Anonyme : Mon Cosplay d’Héroïne Masquée et la Baise Sauvage à Ciudad Madero

Chambre d’hôtel à Ciudad Madero, après la plage Miramar. L’air salin colle à ma peau. Je ferme la porte. Seule. Mon cœur cogne. Dans ma valise, mon secret : le masque noir d’Anonyme, l’héroïne sans visage. Latex fin, odeur chimique qui m’excite déjà. Je l’ajuste sur mes yeux. Le monde floute. Je glisse la robe fluide, décolleté plongeant, sans culotte. Le tissu frotte mes cuisses rasées, frissons électriques. Miroir : je suis elle. Inconnue. Libre. Pulsations entre les jambes. Daniel attend à côté. J’ai frappé pour la balade plus tôt, mais maintenant, c’est mon jeu. Tension grimpe depuis la plage, ses regards sur mes seins nus, mon cul sous le paréo.

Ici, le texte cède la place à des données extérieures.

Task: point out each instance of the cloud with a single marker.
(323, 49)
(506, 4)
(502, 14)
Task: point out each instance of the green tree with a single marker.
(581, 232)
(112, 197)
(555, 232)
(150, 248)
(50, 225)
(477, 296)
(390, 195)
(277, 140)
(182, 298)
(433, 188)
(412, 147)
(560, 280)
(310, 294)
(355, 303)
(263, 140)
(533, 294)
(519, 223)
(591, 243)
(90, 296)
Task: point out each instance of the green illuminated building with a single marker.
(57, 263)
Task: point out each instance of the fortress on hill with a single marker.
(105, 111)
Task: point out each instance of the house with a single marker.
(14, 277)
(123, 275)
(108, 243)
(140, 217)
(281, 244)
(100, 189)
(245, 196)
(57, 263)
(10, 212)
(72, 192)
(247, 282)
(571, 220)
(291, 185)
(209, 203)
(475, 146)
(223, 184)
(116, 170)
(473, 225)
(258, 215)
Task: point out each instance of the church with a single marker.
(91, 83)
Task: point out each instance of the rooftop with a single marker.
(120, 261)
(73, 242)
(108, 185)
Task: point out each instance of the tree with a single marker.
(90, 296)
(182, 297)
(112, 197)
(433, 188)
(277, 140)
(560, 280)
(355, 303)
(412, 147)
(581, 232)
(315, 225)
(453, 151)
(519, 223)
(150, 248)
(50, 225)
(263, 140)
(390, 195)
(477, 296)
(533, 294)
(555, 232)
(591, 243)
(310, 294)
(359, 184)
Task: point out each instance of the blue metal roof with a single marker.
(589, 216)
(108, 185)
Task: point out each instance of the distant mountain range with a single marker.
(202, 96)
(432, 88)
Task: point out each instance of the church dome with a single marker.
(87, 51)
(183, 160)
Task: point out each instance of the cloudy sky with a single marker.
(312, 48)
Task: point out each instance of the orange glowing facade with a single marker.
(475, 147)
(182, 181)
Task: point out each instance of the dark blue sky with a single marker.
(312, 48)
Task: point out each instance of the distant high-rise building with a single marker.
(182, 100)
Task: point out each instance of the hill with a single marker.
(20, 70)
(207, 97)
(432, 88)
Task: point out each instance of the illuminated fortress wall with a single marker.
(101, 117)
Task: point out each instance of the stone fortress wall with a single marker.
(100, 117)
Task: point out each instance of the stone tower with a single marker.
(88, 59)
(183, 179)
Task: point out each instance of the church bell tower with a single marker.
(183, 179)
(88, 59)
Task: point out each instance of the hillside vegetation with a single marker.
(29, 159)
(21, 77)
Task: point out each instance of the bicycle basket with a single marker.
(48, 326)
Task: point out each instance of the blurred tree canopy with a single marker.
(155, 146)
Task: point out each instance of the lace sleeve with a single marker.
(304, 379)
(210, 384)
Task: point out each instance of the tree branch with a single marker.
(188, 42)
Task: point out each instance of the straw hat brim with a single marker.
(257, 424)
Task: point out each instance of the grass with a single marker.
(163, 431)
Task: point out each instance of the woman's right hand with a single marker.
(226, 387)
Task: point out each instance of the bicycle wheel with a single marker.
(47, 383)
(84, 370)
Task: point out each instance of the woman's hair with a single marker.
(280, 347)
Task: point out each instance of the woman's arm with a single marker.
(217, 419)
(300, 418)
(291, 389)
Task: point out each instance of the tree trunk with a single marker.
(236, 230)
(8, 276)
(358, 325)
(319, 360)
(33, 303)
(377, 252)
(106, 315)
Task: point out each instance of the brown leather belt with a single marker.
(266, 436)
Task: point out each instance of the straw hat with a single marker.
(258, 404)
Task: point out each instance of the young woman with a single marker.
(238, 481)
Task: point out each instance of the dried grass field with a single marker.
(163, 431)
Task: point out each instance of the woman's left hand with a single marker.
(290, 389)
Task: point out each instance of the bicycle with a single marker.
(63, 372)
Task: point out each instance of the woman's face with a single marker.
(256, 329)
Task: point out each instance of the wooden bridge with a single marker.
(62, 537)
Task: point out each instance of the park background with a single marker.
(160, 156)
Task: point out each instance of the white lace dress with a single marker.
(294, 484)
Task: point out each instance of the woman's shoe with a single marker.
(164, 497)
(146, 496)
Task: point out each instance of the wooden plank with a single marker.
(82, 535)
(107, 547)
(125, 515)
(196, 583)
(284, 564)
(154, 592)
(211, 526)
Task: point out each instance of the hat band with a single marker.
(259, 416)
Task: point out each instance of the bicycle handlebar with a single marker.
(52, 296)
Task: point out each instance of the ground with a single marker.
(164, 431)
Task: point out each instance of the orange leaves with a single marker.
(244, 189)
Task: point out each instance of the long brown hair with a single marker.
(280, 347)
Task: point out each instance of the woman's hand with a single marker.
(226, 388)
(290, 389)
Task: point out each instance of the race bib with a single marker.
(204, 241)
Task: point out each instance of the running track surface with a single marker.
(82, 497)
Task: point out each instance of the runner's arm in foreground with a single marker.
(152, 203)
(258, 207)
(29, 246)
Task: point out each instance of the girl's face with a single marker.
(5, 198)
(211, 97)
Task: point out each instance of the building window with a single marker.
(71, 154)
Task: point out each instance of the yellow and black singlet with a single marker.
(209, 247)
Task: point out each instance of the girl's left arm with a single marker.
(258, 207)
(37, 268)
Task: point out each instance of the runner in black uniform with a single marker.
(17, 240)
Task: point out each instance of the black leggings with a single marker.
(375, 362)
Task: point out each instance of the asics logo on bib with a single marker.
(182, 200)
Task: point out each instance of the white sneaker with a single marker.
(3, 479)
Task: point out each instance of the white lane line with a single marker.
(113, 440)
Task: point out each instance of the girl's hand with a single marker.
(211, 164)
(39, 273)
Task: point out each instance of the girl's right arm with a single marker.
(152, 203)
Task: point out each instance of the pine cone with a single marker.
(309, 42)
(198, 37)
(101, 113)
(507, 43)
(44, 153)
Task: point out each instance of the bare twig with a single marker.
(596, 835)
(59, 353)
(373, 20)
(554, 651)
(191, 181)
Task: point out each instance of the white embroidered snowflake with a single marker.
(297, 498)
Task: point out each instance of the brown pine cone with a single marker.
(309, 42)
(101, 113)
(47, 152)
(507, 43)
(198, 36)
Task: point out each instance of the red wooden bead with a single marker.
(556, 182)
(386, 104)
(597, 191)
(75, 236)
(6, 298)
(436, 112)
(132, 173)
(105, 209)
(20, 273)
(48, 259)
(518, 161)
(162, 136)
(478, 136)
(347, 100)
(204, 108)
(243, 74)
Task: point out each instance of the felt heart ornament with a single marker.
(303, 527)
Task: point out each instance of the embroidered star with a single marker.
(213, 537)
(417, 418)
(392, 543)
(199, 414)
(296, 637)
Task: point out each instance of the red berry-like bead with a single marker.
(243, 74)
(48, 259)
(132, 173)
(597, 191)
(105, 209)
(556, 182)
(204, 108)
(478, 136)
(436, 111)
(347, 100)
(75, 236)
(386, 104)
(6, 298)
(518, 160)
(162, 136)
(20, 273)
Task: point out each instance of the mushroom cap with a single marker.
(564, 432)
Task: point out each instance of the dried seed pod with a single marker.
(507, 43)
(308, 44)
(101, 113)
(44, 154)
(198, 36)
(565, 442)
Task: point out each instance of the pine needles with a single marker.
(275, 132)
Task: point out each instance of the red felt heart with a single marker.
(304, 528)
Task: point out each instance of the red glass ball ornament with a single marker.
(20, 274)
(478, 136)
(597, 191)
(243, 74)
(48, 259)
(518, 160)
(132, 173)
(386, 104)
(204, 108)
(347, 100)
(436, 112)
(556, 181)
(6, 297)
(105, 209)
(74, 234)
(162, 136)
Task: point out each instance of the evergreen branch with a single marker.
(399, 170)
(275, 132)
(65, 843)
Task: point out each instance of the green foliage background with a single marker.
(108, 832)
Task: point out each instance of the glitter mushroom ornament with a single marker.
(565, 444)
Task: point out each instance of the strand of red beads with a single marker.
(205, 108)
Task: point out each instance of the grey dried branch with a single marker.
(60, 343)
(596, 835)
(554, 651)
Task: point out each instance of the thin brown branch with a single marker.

Je frappe à sa porte. Il ouvre, surpris. ‘Christine ?’ Sa voix tremble. Je murmure : ‘Appelle-moi Anonyme ce soir.’ Masque en place, je pousse la porte. Odeur de son savon, mélange sueur et mer. Il recule. Mes doigts effleurent sa chemise. ‘Joue le jeu. Incarne l’inconnu qui me baise.’ Ses yeux s’écarquillent. Tension palpable. Sa main sur ma taille, tissu glisse. Je sens sa queue durcir contre mon ventre. ‘T’es une salope masquée ?’ grogne-t-il. Oui. L’adrénaline fuse. Fiction et réalité se mélangent. Je suis l’héroïne qui cède, anonyme dans ce bled mexicain. Ses lèvres sur mon cou, odeur de tequila de la soirée danse. Le latex du masque colle à ma sueur. Je halète. ‘Touche-moi.’ Sa paume sous la robe, doigts sur ma chatte trempée. Juifs chauds coulent. Bruits de succion. Le monde dehors : vagues, rires lointains de la plage. Ici, deux mondes collent.

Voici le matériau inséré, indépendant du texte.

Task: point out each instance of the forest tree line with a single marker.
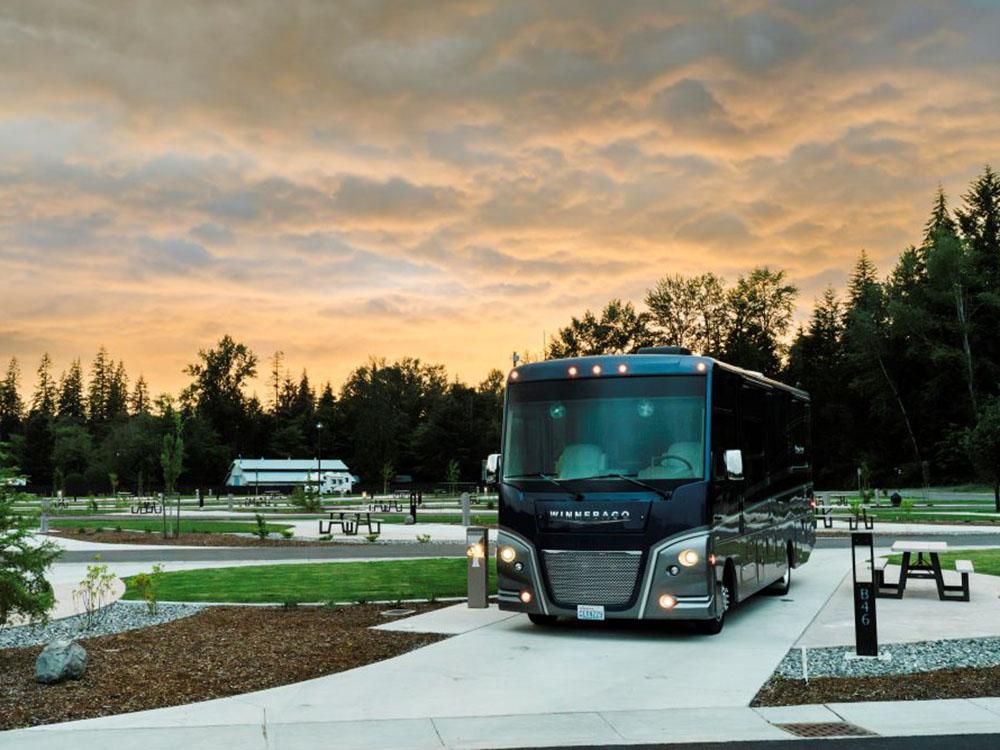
(903, 369)
(97, 432)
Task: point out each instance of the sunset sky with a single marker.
(449, 180)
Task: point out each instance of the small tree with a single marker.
(984, 447)
(172, 461)
(387, 474)
(453, 475)
(24, 590)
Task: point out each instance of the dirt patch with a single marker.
(944, 683)
(186, 540)
(218, 652)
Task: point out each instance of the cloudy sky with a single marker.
(450, 180)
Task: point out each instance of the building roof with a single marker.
(288, 464)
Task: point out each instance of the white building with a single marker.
(288, 473)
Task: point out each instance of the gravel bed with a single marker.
(906, 658)
(118, 617)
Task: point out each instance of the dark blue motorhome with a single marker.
(656, 485)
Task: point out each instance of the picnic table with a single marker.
(146, 506)
(923, 568)
(350, 522)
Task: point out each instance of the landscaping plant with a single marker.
(24, 590)
(94, 594)
(145, 584)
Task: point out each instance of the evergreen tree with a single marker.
(11, 406)
(101, 373)
(619, 330)
(139, 400)
(72, 407)
(44, 399)
(116, 406)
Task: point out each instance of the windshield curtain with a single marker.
(650, 428)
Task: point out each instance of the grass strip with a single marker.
(316, 582)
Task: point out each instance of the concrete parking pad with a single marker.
(692, 725)
(919, 616)
(904, 718)
(449, 620)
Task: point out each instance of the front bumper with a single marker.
(692, 588)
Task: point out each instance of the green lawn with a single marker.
(155, 524)
(317, 582)
(985, 561)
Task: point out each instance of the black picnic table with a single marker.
(921, 568)
(350, 522)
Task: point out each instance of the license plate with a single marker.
(589, 612)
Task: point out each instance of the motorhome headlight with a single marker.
(688, 558)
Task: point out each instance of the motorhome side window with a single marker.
(725, 421)
(753, 411)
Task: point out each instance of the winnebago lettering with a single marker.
(657, 485)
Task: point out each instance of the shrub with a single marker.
(261, 531)
(146, 584)
(94, 594)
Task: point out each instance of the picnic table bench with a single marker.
(928, 569)
(350, 523)
(145, 506)
(385, 506)
(824, 512)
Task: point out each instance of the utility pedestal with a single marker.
(477, 552)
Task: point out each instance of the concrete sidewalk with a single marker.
(610, 728)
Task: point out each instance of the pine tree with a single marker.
(72, 407)
(43, 402)
(117, 403)
(139, 400)
(11, 405)
(940, 220)
(979, 220)
(100, 385)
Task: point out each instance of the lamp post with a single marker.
(319, 460)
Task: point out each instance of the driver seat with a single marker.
(669, 468)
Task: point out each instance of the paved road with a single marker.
(319, 552)
(932, 742)
(354, 551)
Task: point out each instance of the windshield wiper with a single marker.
(547, 478)
(629, 478)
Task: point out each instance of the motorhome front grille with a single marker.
(588, 577)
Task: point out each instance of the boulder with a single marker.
(61, 660)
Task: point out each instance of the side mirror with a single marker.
(734, 464)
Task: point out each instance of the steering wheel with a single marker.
(665, 456)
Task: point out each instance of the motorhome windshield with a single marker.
(650, 428)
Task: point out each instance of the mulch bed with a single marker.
(218, 652)
(944, 683)
(186, 540)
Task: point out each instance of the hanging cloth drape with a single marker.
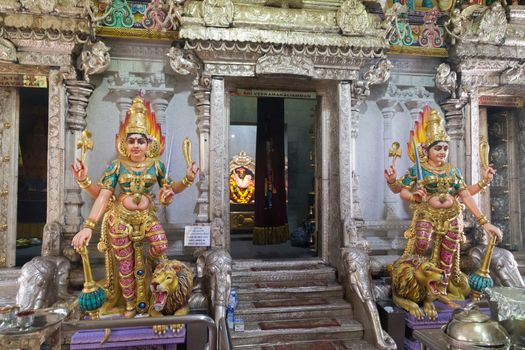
(271, 222)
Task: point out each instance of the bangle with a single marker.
(84, 183)
(90, 223)
(186, 182)
(483, 184)
(482, 220)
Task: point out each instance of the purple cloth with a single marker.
(124, 338)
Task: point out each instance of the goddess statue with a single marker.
(129, 216)
(438, 194)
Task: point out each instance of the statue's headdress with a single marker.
(140, 119)
(429, 128)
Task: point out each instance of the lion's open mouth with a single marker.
(160, 300)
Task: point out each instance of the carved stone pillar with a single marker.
(455, 126)
(55, 155)
(219, 201)
(472, 166)
(201, 92)
(357, 103)
(388, 109)
(415, 107)
(345, 157)
(78, 92)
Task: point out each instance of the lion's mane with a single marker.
(177, 298)
(404, 282)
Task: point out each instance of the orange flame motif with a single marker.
(154, 131)
(418, 132)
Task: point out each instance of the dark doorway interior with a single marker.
(32, 173)
(299, 145)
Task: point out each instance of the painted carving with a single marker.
(431, 35)
(94, 59)
(7, 50)
(217, 13)
(185, 62)
(352, 18)
(285, 64)
(39, 6)
(379, 73)
(456, 26)
(42, 282)
(493, 25)
(163, 14)
(446, 79)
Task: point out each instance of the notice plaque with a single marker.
(197, 236)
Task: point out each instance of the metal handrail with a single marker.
(72, 326)
(225, 340)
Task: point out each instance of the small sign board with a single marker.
(197, 236)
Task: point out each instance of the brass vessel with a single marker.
(470, 329)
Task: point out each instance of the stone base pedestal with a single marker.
(128, 338)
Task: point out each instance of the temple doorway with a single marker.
(32, 173)
(506, 137)
(272, 166)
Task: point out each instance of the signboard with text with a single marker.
(197, 236)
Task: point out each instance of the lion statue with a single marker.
(171, 285)
(446, 79)
(416, 280)
(94, 59)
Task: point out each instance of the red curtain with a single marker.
(271, 222)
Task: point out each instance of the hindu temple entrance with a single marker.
(271, 184)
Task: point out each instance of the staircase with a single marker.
(293, 305)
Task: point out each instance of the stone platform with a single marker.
(128, 338)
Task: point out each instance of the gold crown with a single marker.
(435, 130)
(137, 117)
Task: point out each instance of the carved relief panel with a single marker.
(8, 174)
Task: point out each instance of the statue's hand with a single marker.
(493, 230)
(81, 238)
(420, 195)
(166, 194)
(390, 174)
(192, 171)
(488, 174)
(79, 170)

L’Approche : Le Masque Tombe, le Désir Monte

Il me plaque contre le mur. Masque toujours. ‘Retire-le pas.’ Ordre rauque. Je griffe son dos. Tension explose presque. Odeur de son excitation, musc mâle. Mon clito pulse. Choix fait : céder sous l’identité secrète. Héroïne qui libère ses pulsions. Sa langue dans ma bouche, goût sel et désir. Frottement du latex sur mes joues rougies. Ma main sur sa bite gonflée, veines saillantes. ‘Baise-moi, étranger.’ Il grogne. Fiction réelle.

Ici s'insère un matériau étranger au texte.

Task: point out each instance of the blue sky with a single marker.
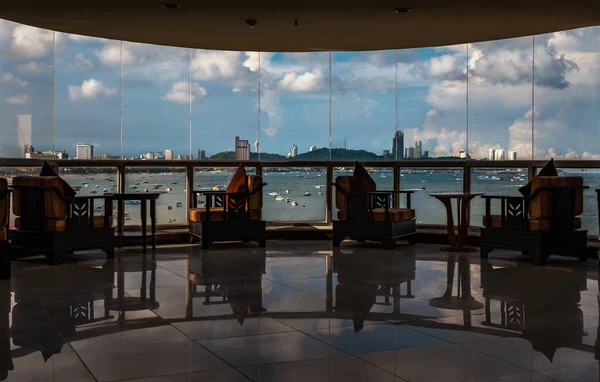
(294, 96)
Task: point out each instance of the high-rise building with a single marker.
(85, 151)
(242, 149)
(398, 145)
(418, 149)
(24, 138)
(499, 155)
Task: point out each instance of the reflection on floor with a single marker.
(300, 311)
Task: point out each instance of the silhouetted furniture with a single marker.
(229, 216)
(370, 215)
(457, 242)
(143, 198)
(543, 223)
(228, 278)
(541, 303)
(4, 217)
(366, 281)
(50, 223)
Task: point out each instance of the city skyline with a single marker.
(294, 97)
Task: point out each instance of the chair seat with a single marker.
(197, 215)
(536, 225)
(395, 214)
(60, 225)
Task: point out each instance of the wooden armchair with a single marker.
(543, 223)
(229, 216)
(49, 222)
(370, 216)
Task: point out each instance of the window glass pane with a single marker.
(567, 94)
(226, 106)
(155, 100)
(87, 104)
(500, 74)
(25, 89)
(170, 182)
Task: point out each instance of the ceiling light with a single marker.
(170, 5)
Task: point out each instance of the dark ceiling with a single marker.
(323, 25)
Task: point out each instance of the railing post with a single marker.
(189, 187)
(120, 189)
(396, 186)
(329, 199)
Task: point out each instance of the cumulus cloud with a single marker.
(9, 78)
(32, 67)
(90, 89)
(82, 62)
(19, 99)
(302, 83)
(110, 54)
(180, 92)
(30, 42)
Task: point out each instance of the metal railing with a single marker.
(330, 166)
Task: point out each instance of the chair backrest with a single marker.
(541, 205)
(254, 184)
(54, 205)
(340, 198)
(4, 207)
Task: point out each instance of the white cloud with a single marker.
(30, 42)
(305, 82)
(9, 78)
(82, 62)
(19, 99)
(110, 54)
(90, 89)
(180, 92)
(32, 67)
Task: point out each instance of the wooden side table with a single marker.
(457, 242)
(143, 198)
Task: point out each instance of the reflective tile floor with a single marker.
(300, 311)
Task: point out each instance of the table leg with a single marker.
(120, 219)
(153, 222)
(144, 218)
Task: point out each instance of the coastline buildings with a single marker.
(85, 151)
(242, 149)
(24, 137)
(398, 145)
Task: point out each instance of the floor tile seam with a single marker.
(172, 374)
(474, 350)
(354, 355)
(540, 371)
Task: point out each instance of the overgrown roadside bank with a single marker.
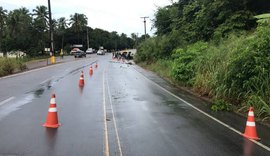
(233, 74)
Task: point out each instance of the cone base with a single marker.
(250, 137)
(51, 126)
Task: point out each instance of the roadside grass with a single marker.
(12, 65)
(234, 74)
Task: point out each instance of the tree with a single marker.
(78, 23)
(61, 27)
(19, 25)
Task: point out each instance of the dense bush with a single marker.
(183, 68)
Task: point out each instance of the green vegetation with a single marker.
(219, 48)
(28, 31)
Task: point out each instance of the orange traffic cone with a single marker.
(81, 81)
(91, 71)
(250, 131)
(52, 118)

L’Explosion : Baise Bestiale sous le Costume

Il me jette sur le lit. Masque fixe. Robe relevée. ‘Salope anonyme.’ Sa queue enfonce d’un coup. Sauvage. Sans capote. Chair claque. Odeur de sexe brut, sueur, latex chauffé. ‘Plus fort, déchire-moi !’ Je hurle. Il pilonne, bestial. Seins ballottent, tétons durs frottent drap rêche. Ma chatte avale tout, jus giclent. Bruits obscènes : ploc-ploc, souffles animaux. ‘T’es ma pute masquée !’ Dialogues sales. Je griffe : ‘Remplis-moi, enfoiré !’ Sensations folles : brûlure divine, gland cogne col. Masque amplifie : anonyme, je me lâche. Orgasme monte, vague tsunami. Il accélère, couilles claquent fesses. J’explose : spasmes, cris étouffés. Il jouit dedans, chaud, épais. Tremblements. Chair palpitante.

Corps collés, sueur poisseuse. Odeur de foutre et chatte comblée. Je retire le masque. Visage nu. Christine revient. ‘C’était dingue.’ Il caresse ma joue. Sourire complice. Je me lève, robe froissée. ‘Anonyme disparaît.’ J’attrape paréo, enfile bikini vite fait. Porte s’ouvre sur nuit tropicale. Foule invisible dehors, bruits de mer. Je m’échappe dans l’ombre, redevenue étrangère. Lui reste, ébahi. Masque rangé. Pulsations apaisées. Demain, stagiaire sage. Ce soir, héroïne baisée.